Carefully I free the protective sheet of newsprint and then the pages, which I printed at the Center for Book Arts earlier this week and folded and gathered yesterday and stacked in the press today during lunch when no one was here to see. I take a moment to enjoy the uncomplicated thrill of a newly pressed book block. Perfectly flat, perfectly compact, a first hint of the separate coming together into one whole.
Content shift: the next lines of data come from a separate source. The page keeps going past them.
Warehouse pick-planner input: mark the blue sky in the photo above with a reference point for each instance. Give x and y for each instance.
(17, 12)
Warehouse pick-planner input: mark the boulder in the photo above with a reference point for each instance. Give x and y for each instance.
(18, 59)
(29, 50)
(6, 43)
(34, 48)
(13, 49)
If only it were that easy.
I carry it to my workbench, where I’ve set out thread, dyed tan to match the paper, and black leather sewing tapes, lined with Japanese tissue. I promised myself I wouldn’t look at the content before sewing the folios together. I don’t want to talk myself out of finishing. But I peek at the first page, the letter-pressed words smooth and black against thick, nubby paper. It’s pretty.
Pretty isn’t art.
For a long time, art had been my savior. Lately it’s my spectacular failure. I’m supposed to be showing my work by now, like my former classmates, only there is no work. I’ve been vacant—of ideas, of images and words. So lately I’ve taken to spying, sitting in coffee shops and bars to eavesdrop on conversations. It’s amazing what you overhear people talking about in New York City—an old window washer who’s also an evangelist trying to convert a teenage girl; a mortified cop who had to spend his first few hours on duty investigating dolls that had been left in weird places, creating a fire hazard.
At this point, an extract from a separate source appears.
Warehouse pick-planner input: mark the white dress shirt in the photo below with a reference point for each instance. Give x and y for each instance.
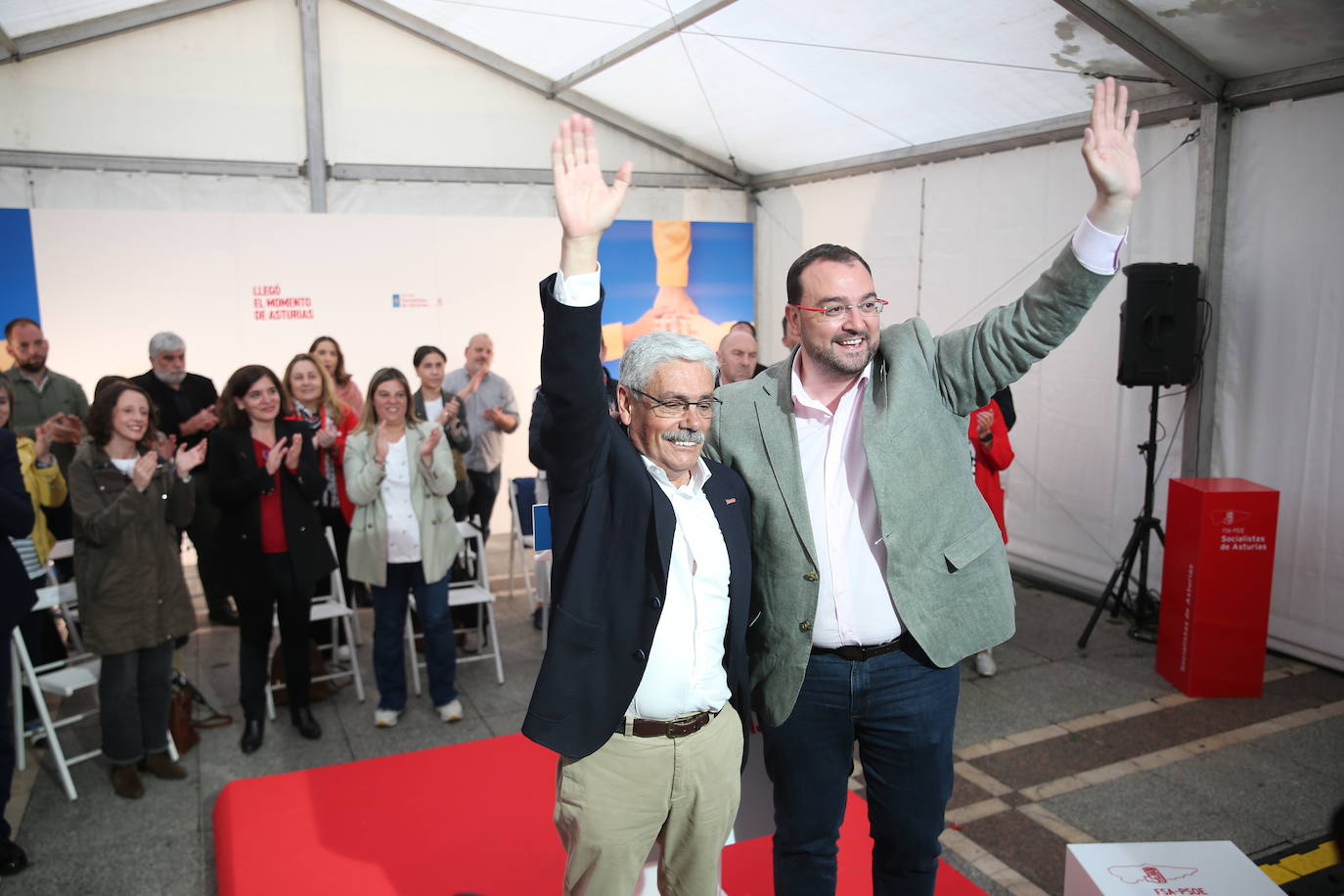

Turning the pages, I scan my drawings. The window washer proselytizes from his platform high above the street, squeegee in hand, dripping water onto his adoring masses. A pretty teen angel responds to his question: Yeah, I’m a good girl. Such sadness on her face. The police officer rounds up porcelain dolls from the street. Exquisitely dressed toy girls blocking sewers, mailboxes, and fire hydrants, donning signs with feminist slogans. Behind the officer, more cops attempt to go about their business with arms full of dolls announcing: My body, my choice; The future is female; Resist.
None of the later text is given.